Die einfache Bestimmung der Bestandtheile der Kohlen gibt wenig Anhaltspunkte über die aus der Kohle im Groſsen zu erwartende Gasausbeute. Von gröſserer Wichtigkeit für den Leuchtgasfabrikanten ist die Prüfung der Kohle durch Destillation. Wenn dieselbe im Kleinen in eisernen Retorten ausgeführt wird, so sind die Ergebnisse aber auch nur annähernd richtig.

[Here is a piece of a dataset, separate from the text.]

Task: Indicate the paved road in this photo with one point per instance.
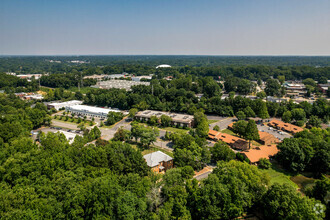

Da bei diesen Versuchen aller Verlust leicht vermieden werden kann, sind die Ausbeuten gewöhnlich etwas höher als die nachher im Groſsen erhaltenen. Man bestimmt das Volumen des Leuchtgases, dessen Leuchtkraft und die Kokesausbeute. Da die Gase in den Röhren nicht vollkommen von Ammoniak und Theer befreit werden, lassen sich letztere nicht genau bestimmen. Für groſse Gasfabriken ist eine noch genauere Kenntniſs der Kohlen, als sie obiges Verfahren liefert, von höchster Wichtigkeit. Die Gasfabrik in Nottingham hat deshalb eine eigene kleine Gasfabrik zu Destillationsversuchen im gröſseren Maſsstabe errichtet. Mehrere Retortenöfen wurden mit eigenen Waschthürmen, Gasreinigern und einem Gasometer verbunden. Während der Zeit, in welcher keine Versuche ausgeführt wurden, können die Gase wie früher durch die groſsen Absorptionsapparate in den groſsen Gasometer geleitet werden. Die einzelnen Versuche dauern durchschnittlich eine Woche. Die Leuchtgasmenge, Kokes, Theer und Ammoniak werden täglich bestimmt. Die so erhaltenen Ausbeuten stimmen sehr genau mit den nachher beim regelmäſsigen Arbeiten erhaltenen Ausbeuten überein.